Historians over the last century have ranked Abraham Lincoln has one of the top two presidents in the history of the United States—most rank him first by a long shot. On the surface, the reason many cite is that his presidency coincided with the great turmoil and struggle in our history: the U.S. Civil War.
Doris Kearns Goodwin, author and historian extraordinaire, has penned a classic that could be classified not simply under “History > American History > Civil War,” but could stand as one of the finest books on leadership in print. Here is a description of the book from the Team of Rivals website:
Acclaimed historian Doris Kearns Goodwin illuminates Lincoln’s political genius in this highly original work, as the one-term congressman and prairie lawyer rises from obscurity to prevail over three gifted rivals of national reputation to become president.

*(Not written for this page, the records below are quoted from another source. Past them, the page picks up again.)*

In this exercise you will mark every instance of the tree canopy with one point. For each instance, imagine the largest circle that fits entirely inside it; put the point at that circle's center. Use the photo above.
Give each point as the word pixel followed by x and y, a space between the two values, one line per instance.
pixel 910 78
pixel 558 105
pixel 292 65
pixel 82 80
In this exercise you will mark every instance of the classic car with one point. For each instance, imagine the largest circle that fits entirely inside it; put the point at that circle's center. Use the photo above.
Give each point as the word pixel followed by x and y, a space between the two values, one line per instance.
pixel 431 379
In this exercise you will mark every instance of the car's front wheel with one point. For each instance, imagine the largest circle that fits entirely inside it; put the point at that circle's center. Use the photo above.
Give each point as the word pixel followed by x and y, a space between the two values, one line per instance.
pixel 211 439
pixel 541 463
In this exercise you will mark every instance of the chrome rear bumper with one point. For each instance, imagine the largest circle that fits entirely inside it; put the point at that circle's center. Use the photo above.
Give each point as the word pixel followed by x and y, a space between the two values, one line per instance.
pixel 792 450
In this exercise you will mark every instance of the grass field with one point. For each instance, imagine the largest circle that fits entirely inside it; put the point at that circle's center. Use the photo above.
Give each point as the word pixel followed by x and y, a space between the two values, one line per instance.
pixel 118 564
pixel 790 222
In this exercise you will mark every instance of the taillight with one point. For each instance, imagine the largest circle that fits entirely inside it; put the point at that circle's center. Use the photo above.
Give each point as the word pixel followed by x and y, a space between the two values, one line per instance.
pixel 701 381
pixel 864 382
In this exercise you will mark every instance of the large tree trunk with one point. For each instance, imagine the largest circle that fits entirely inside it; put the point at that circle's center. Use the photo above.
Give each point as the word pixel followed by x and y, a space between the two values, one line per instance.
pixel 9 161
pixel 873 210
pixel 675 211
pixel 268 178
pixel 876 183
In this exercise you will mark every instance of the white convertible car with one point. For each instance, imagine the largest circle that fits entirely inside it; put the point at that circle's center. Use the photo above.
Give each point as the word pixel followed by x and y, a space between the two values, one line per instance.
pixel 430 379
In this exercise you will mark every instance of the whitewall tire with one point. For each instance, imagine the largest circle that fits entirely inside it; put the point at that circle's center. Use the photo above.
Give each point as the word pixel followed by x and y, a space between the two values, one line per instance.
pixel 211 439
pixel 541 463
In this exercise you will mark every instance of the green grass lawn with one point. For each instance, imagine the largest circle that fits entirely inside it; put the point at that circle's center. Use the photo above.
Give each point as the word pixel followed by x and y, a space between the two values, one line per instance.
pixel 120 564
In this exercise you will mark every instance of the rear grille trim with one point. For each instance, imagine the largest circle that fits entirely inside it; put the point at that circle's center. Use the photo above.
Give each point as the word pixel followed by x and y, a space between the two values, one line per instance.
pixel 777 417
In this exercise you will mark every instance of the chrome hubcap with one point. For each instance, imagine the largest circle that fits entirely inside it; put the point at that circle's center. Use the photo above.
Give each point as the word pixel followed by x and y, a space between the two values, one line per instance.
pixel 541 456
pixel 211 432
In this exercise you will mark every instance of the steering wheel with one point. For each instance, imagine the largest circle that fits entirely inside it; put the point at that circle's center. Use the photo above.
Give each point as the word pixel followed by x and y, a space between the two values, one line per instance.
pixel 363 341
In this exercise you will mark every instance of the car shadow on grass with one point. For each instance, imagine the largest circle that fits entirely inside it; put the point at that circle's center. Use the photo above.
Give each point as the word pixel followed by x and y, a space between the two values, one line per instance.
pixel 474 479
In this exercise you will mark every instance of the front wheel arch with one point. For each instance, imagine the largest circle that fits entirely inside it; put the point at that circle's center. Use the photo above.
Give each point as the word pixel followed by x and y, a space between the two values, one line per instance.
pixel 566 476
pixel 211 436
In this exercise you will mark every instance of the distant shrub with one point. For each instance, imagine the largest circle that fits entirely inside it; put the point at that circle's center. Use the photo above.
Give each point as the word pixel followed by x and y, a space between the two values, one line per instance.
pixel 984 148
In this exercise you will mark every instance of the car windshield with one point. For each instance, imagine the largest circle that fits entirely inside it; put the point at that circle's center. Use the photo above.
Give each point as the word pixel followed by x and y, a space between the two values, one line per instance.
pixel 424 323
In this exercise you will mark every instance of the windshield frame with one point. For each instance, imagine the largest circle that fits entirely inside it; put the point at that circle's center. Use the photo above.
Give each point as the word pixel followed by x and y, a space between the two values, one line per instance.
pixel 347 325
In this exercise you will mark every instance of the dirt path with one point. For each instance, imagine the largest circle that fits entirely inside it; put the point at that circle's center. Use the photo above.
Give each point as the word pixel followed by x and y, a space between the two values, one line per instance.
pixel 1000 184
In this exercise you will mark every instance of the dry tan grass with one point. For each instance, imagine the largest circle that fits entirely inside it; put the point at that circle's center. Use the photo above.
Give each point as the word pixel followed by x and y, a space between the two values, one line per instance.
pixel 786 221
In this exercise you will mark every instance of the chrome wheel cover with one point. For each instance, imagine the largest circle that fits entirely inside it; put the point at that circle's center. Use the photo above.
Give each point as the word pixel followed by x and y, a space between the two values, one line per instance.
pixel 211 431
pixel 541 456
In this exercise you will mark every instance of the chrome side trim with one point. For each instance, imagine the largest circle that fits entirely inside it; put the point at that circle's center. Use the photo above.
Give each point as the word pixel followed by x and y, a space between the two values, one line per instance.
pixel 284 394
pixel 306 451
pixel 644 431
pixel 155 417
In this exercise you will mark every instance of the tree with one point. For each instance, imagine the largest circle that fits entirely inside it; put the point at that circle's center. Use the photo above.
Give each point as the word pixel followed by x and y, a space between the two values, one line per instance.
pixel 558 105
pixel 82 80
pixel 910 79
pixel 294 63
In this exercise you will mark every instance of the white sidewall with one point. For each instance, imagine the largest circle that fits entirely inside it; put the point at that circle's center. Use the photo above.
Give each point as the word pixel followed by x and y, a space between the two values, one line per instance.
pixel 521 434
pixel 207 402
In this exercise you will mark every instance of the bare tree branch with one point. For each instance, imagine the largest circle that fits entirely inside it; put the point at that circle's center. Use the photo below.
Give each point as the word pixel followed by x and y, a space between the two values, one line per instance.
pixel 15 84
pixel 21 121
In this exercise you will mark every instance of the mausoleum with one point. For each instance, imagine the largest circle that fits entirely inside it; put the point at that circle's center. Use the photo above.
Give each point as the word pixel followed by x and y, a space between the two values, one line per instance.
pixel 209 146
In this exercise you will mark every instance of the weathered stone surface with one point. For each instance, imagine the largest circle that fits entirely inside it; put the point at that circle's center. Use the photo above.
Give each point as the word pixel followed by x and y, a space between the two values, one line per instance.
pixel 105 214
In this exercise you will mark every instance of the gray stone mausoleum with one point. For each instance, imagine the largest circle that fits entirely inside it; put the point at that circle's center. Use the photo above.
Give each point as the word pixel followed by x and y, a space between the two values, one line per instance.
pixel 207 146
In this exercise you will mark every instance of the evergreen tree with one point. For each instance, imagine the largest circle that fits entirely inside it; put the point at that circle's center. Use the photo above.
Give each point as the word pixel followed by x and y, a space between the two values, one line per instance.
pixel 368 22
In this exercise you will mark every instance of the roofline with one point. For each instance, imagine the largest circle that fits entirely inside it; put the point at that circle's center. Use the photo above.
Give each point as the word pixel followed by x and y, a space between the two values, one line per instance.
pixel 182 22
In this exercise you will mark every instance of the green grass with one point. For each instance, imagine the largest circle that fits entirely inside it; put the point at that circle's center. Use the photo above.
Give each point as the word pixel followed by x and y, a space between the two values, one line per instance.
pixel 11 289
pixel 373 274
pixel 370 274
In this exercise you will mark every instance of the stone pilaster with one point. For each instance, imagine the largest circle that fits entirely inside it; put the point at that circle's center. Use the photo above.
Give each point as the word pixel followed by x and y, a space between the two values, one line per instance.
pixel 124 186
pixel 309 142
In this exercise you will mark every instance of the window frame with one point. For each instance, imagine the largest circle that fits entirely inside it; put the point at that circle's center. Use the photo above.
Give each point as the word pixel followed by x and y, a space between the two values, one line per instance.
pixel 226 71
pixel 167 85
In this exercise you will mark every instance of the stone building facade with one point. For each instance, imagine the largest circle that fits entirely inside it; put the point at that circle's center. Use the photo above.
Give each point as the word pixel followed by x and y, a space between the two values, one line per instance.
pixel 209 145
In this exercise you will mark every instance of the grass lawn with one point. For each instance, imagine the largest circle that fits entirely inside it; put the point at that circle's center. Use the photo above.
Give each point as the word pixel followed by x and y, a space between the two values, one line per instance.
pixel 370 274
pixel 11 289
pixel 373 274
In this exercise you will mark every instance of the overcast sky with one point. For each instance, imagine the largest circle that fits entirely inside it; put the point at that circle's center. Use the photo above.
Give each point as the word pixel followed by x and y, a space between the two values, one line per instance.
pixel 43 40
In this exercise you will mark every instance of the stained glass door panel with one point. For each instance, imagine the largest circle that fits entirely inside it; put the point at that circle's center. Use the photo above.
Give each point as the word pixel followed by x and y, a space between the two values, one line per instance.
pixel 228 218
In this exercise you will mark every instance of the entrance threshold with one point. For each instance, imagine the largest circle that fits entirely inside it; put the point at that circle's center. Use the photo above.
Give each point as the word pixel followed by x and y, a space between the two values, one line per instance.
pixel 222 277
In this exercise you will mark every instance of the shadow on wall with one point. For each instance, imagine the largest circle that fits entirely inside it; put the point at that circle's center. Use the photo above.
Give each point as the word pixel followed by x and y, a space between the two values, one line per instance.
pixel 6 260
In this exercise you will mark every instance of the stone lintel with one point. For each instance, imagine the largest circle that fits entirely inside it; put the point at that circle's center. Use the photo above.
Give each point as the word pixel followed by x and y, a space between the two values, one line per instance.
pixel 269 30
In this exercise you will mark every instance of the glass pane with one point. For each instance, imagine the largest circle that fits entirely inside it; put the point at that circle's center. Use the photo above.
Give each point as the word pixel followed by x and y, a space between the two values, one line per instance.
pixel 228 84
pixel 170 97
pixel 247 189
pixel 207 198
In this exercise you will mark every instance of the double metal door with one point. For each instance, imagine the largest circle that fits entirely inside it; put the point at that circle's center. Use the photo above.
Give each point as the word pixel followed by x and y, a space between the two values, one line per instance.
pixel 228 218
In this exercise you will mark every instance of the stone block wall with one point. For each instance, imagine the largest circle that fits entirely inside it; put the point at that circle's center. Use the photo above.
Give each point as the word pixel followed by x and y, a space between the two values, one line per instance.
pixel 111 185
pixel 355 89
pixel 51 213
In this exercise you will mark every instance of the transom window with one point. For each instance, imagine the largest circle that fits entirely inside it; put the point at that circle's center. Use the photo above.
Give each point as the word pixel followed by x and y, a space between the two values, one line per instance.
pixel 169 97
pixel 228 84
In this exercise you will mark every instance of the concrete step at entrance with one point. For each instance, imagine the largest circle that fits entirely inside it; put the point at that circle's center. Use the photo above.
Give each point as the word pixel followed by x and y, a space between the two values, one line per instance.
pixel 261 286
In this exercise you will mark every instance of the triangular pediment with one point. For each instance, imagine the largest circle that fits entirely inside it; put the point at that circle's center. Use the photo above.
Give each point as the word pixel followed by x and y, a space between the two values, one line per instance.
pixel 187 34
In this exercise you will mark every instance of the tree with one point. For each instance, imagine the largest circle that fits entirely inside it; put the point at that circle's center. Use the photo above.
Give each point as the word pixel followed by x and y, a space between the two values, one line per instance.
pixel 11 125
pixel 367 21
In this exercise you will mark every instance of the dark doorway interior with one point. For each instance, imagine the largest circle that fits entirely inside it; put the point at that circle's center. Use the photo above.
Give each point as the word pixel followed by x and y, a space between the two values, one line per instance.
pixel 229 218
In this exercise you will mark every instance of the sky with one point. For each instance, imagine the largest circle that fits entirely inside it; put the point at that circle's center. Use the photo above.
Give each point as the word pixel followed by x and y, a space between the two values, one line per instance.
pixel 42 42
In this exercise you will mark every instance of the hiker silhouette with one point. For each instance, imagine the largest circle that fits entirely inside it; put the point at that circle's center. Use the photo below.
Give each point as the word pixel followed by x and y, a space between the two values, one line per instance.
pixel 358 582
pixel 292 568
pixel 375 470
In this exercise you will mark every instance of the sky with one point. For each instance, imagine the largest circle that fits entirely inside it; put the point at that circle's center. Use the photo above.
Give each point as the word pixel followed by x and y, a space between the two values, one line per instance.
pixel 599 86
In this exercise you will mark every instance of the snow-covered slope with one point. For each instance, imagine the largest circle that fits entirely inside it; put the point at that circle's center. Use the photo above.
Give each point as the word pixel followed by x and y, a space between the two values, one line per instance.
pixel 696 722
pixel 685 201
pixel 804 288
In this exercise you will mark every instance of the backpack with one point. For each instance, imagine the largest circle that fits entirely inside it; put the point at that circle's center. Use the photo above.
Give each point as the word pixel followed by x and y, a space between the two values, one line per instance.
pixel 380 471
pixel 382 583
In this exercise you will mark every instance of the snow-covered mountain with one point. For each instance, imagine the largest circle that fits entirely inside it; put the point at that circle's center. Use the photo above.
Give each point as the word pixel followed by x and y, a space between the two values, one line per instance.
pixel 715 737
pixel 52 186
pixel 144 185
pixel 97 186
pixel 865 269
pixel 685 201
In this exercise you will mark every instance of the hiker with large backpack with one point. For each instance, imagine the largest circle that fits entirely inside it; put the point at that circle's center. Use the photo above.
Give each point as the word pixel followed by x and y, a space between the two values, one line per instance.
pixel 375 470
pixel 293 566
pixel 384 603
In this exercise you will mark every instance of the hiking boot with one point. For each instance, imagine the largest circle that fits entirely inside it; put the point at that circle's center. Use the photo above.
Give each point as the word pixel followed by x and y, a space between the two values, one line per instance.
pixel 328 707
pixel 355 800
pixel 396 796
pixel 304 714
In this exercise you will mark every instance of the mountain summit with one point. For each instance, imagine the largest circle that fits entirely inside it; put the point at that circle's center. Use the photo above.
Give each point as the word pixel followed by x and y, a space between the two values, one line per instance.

On May 18, 1860, William H. Seward, Salmon P. Chase, Edward Bates, and Abraham Lincoln waited in their hometowns for the results from the Republican National Convention in Chicago. When Lincoln emerged as the victor, his rivals were dismayed and angry.
Throughout the turbulent 1850s, each had energetically sought the presidency as the conflict over slavery was leading inexorably to secession and civil war. That Lincoln succeeded, Goodwin demonstrates, was the result of a character that had been forged by life experiences that raised him above his more privileged and accomplished rivals. He won because he possessed an extraordinary ability to put himself in the place of other men, to experience what they were feeling, to understand their motives and desires.
It was this capacity that enabled Lincoln as president to bring his disgruntled opponents together, create the most unusual cabinet in history, and marshal their talents to the task of preserving the Union and winning the war.
We view the long, horrifying struggle from the vantage of the White House as Lincoln copes with incompetent generals, hostile congressmen, and his raucous cabinet. He overcomes these obstacles by winning the respect of his former competitors, and in the case of Seward, finds a loyal and crucial friend to see him through.
This brilliant multiple biography is centered on Lincoln’s mastery of men and how it shaped the most significant presidency in the nation’s history.
According to the website, Steven Spielberg is making a movie based on this book, focusing on the last four months of Lincoln’s life and presidency.
I cannot recommend this book highly enough. Lincoln demonstrates how to reconcile and work with those who are not merely different from him in personality and ambition, but are indeed rivals—each having believed at one point they deserved the presidency more than he. The way he earned their respect and loyalty is something to behold.